In recent years, the ways in which we approach our discipline have critically questioned many of the categories in which History has been thought about, taught, and written. Transnational and temporal crossings have opened up new perspectives, by bringing into conversation with one another ideas, elements, and events that might once have been considered incompatible. At the same time, new methodologies, connections and formations offer exciting intellectual possibilities even while they sometimes make it difficult to categorise with ease the work being undertaken.

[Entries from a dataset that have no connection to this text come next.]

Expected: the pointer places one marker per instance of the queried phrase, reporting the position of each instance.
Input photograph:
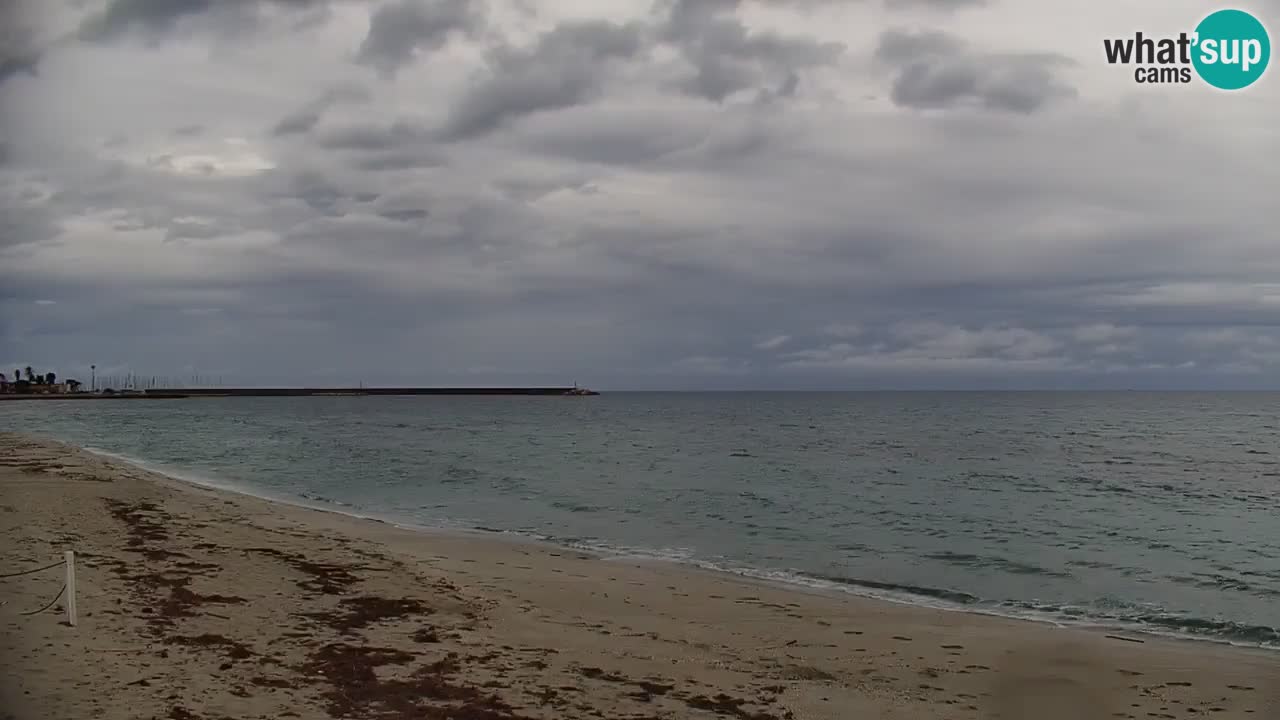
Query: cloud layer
(690, 194)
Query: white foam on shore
(686, 557)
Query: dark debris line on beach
(357, 679)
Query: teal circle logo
(1232, 49)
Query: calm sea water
(1153, 510)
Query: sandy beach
(201, 604)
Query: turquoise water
(1151, 510)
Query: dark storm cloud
(401, 28)
(563, 67)
(726, 57)
(19, 53)
(622, 227)
(937, 71)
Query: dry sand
(199, 604)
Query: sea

This seminar is aimed at those who, like me, find increasing difficulty in labelling and identifying their work within more established frameworks, and who believe that novel intellectual formations are necessary to the continued relevance of historical studies in an age of deep uncertainties and instabilities. This is not intended as a formal research seminar but rather a venue to discuss critically new paths in the field, to try out work on a sympathetic audience, and to learn from one another about the ways in which historical research and writing are now being conducted. As a result, my hope is that it will be largely participant-driven rather than working from a defined structure, syllabus or agenda. Among the activities which it might encompass, but to which it will not be limited, are shared readings, opportunities to workshop chapters, papers and other writings as well as to seek advice, whether about writing or conceptualising projects.
Please email Philippa Levine (email@example.com) if you’re interested in attending or would like further information.
The seminar will be held monthly on Fridays throughout the academic year at 1 p.m, beginning 23 October. This term, at least, meetings will, of course, be virtual.